Runs gws CLI remotely, passing the user's OAuth access token directly. Each user accesses resources with their own permissions — you can see your Drive but not someone else's.

Since OAuth authentication and Google Workspace authorization happen simultaneously, the moment you connect to the MCP you have immediate access to your Workspace resources. No additional login or token setup required — the experience is seamless.

# What you can do
"Summarize the sales data in this spreadsheet"
"Extract meeting notes from last week's calendar"
"Summarize this document"

Git Server MCP

A read-only server for all company Git repositories.

The motivation: bypassing GitHub MCP rate limits. GitHub's official MCP server hits the GitHub API under the hood, and the rate limit kicks in surprisingly fast when AI is investigating a codebase.

Git Server MCP keeps main-branch clones of all repos on a GCE VM, operating via local git commands with zero rate limiting. Query as much as you want.

Tool	Description
`git_blame`	Last change commit per line
`git_log`	Commit history
`git_grep`	Cross-repo text search
`git_show`	Commit details
`git_diff`	Diff between commits
`read_file`	Read file contents
`list_files`	List directory contents
`search_repos`	Search repositories

No GitHub account needed — OAuth authentication is sufficient.
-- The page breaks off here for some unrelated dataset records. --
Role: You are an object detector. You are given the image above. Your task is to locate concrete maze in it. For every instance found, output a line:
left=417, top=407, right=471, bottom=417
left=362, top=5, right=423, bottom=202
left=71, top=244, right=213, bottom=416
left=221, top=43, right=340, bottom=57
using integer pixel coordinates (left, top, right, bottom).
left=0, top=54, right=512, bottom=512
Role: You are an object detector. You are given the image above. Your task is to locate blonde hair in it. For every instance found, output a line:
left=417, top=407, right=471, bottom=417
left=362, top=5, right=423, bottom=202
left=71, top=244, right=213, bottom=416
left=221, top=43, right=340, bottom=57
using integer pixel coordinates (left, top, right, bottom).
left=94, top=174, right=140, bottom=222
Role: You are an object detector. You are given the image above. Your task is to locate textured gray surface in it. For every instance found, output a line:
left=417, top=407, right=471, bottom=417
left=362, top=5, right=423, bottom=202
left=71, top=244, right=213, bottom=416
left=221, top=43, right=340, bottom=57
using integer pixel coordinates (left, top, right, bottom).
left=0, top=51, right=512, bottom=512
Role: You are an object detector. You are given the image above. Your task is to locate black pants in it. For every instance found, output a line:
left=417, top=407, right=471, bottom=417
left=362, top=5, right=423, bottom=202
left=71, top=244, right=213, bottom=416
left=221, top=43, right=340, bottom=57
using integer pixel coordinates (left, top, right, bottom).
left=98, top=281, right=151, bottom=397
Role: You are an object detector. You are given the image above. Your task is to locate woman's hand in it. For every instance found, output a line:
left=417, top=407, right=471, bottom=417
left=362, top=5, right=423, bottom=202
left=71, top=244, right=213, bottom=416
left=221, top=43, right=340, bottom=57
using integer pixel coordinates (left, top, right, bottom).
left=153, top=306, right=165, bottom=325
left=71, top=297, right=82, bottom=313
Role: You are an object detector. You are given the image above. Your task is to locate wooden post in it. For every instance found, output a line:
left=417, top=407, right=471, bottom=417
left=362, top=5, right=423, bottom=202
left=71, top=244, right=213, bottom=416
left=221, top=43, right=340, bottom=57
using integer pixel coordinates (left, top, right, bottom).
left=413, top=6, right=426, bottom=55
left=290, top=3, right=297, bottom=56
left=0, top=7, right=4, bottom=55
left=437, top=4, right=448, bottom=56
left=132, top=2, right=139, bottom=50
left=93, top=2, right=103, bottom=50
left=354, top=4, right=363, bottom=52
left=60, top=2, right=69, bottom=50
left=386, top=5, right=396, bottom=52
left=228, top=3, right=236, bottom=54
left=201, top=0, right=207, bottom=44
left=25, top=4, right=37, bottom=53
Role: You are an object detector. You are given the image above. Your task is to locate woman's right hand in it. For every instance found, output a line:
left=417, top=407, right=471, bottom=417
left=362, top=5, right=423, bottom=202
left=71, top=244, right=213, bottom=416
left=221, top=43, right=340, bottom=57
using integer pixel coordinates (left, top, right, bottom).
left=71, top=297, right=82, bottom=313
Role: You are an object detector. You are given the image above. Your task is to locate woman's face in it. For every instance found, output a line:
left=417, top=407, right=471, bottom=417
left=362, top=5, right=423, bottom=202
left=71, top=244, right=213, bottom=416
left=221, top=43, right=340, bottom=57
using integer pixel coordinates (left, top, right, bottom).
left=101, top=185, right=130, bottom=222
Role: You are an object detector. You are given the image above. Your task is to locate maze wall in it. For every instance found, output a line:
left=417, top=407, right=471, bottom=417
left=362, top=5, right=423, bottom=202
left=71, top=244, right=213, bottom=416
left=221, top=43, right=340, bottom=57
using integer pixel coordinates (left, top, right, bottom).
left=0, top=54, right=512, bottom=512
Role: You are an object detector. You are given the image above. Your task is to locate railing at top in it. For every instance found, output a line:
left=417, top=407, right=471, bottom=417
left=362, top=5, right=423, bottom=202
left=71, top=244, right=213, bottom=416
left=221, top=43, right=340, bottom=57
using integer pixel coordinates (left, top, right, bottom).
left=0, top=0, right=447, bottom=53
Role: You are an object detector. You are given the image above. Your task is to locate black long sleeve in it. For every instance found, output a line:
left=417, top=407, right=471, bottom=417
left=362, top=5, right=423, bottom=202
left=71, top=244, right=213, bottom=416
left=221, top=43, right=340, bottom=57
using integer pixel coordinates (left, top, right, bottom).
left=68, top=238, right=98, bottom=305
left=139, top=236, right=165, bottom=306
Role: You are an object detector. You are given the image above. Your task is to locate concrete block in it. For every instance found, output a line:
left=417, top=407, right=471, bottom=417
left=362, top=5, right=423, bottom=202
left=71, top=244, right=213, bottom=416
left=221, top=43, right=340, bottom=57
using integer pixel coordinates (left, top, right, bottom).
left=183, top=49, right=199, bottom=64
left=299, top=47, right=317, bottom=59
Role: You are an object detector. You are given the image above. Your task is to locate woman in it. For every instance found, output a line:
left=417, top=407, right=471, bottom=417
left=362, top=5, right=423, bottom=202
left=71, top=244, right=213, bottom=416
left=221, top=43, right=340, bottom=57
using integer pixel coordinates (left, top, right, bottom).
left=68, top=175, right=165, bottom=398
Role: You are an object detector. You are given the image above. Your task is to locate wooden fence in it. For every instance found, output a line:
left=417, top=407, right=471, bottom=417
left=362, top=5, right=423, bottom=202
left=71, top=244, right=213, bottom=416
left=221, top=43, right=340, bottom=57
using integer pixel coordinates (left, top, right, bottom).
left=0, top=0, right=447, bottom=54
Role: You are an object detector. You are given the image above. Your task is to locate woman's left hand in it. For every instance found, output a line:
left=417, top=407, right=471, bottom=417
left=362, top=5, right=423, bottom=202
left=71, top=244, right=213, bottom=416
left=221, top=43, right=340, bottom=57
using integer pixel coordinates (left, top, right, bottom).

Observability: Grafana MCP

The official mcp/grafana Docker image deployed on Cloud Run, with an OAuth proxy in front.

Claude Code → OAuth Proxy → mcp-grafana → Grafana Cloud

Supports PromQL/LogQL queries, dashboard inspection, and alert rule review.

What's important is that Grafana dashboards and alert rules are also defined in the same repository as Pulumi (TypeScript). This means:

Write application code
Define alert rules in the same repo
Alert fires in production
Claude Code reads logs via Grafana MCP
Fix the code in the same repo

The code → infra → observability → investigation → fix loop is completely closed.

CI/CD: CircleCI MCP

Integrates with CircleCI API v2. A shared CircleCI token sits behind Google SSO, so the whole team uses it without managing tokens.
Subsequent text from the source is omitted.